• 59°

Garden club offers herbs from “A to Y”

The gardeners behind beautification efforts across Washington are sharing their love of plants this weekend.

Saturday, the Washington Garden Club will host its annual Herb Sale from 9 a.m. to 1 p.m. at the North Carolina Estuarium. The sale will be located in the Nature Room on the riverside of the building.

Including pass-along plants grown by the garden club members and gently used garden accessories, the sale is known for its mature herb plants “from A(anise) to Y(yarrow)” grown and delivered to the sale by Dorita Boyd, owner of Raindrop Ridge herb farm on Camp Leach Road, according to sale organizer Mary Pat Musselman.

“She has been providing us with amazing herbs for several years,” Musselman said. “She comes with a truck full of herbs.”

The herb sale is Washington Garden Club’s major fundraiser each year, the funds from which allow garden club members to spruce up, plant and maintain a variety of gardens around Washington: at the corner of Market and Third streets; the Grace Martin Harwell Senior Center; a Brown Library; and the rose garden at Harding Square at the base of Market Street.

“We have such a wonderful committee that oversees that,” Musselman said, giving credit to Water Street resident Dee Congleton as the main force behind the beautification efforts. “She takes beautification of the town to heart. It’s what she loves to do.”

Those of a gardening mind can find much more than herbs used for seasoning food at the herb sale: plenty are used in landscaping, such as sage; many are flowering, such as a lavender; and even some, such as citronella and lemon balm, ward off mosquitoes.

The only herb that won’t be found at the herb sale is green basil, as crops across North Carolina seem to be failing this year.

“Something is happening to the green basil, so we won’t have that, but we will have all the other kinds (of basil),” Musselman said.
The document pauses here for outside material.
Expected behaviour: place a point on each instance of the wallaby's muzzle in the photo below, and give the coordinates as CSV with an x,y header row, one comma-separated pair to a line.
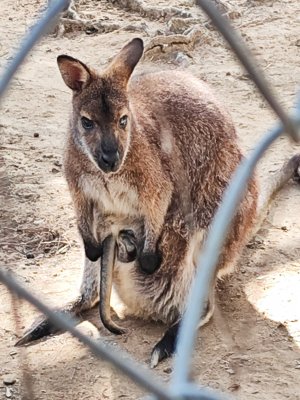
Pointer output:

Musselman encouraged herb hunters to come early.

“It goes to 1 o’clock, but we certainly didn’t go to 1 last year,” Musselman said. “We sold out everything except for three plants last year, so it was a very successful herb sale, and it’s especially helpful that the Farmer’s Market is right across the street.”

The North Carolina Estuarium is located at 223 Water St., Washington.